The fall of western hegemony should have presented white
South Africans with a beautiful opportunity to wake from the terrible spell we were under – the delusion that we are part of the western world – and to
finally see what a rich, interesting and incredible melting pot we live in.
Surely it’s time to wake up to our real context? (The lyrics to Binding by
Florence and the Machine spring to mind: “no more dreaming like a girl so in
love with the wrong world”)
The greatest regions in the world were built by diversity.

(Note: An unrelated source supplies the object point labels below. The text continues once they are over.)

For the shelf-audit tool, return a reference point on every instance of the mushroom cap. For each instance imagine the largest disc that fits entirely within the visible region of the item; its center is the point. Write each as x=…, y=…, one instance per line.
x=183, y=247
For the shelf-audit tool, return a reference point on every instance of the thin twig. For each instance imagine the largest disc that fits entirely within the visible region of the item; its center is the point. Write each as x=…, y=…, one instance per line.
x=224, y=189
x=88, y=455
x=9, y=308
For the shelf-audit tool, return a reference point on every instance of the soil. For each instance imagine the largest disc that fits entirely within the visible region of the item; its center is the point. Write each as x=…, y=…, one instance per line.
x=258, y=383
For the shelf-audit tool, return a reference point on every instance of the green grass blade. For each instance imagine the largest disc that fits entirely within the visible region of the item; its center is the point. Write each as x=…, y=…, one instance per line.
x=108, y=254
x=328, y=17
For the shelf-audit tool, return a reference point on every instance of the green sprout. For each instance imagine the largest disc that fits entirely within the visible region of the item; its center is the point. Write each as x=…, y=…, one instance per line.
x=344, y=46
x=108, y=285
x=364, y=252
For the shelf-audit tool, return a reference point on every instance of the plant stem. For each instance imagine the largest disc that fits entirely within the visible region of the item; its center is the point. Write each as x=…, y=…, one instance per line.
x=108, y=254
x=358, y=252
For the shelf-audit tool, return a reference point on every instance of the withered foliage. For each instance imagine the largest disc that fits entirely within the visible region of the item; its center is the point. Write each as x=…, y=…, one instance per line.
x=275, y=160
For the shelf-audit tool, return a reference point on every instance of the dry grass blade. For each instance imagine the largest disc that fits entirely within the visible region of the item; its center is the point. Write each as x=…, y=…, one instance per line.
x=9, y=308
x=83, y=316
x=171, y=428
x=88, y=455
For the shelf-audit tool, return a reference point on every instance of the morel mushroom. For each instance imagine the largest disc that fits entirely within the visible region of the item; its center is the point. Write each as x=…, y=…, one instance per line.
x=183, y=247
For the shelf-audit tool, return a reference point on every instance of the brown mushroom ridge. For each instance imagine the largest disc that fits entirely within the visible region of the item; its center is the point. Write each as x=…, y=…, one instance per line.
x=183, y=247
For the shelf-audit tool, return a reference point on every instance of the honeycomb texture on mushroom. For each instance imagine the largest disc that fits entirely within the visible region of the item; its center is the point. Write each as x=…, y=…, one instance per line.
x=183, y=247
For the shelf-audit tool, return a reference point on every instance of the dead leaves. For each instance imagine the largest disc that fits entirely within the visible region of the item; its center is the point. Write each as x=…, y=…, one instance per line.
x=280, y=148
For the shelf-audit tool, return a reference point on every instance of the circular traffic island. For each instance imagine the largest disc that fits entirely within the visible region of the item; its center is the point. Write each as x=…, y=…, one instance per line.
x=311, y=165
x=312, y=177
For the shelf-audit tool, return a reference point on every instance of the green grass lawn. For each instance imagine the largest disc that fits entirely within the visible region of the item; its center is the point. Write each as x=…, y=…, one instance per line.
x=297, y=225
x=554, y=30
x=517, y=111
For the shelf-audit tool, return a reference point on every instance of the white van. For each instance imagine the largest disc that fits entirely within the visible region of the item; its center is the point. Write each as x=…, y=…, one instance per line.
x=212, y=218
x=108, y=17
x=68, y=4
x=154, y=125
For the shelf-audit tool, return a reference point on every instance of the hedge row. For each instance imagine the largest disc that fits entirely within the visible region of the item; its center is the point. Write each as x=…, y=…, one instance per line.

New York celebrates its status as a global melting pot. Cities at the
crossroads of diverse cultures are the most creative, the most innovative, the
most interesting.
We are sitting on a cultural gold pot, South Africa, and yet
we hate it. So many of us are still stuck in our old, dull, segregated comfort
zones – almost 20 years after the fall of the system that put us in them. Heritage
and culture are not genetic – so why do we continue to mindlessly reproduce
them in segregated ways? The parts of South African culture that I love and am
most proud of are certainly not the Anglophone lineage, from which I suppose I
technically come. And isn’t it time we started constructing a composite South
African culture with elements from all of them?
It breaks my heart that listening to Simphiwe Dana or Miriam
Makeba or Thandiswa Mazwai is met with surprise. Why is it more cool to have
some arb Australian “indie” band on your iPod? Why is it so hip to have a Peruvian
restaurant in Cape Town, or even Ethiopian food now (it’s so trendy and
African!) – but we don’t see umngqusho anywhere except cringey restaurants
intended for tourists? What the hell is wrong with us that we idolise anything
foreign and have no curiosity for the wonders of our fellow South Africans’
culture, music, food, traditions?
Why are we so scared to get to know one another and to
celebrate one another? I’m so fucking bored of the idea that there is black music
and white music, black culture and white culture, black drinks and white
drinks. We live in one of the brightest, most incredible countries in the world, and yet we choose to pretend we're in a bland, monotonous one. Until, of course, foreigners come and make documentaries about us to tell us how interesting we are. When will we wake up?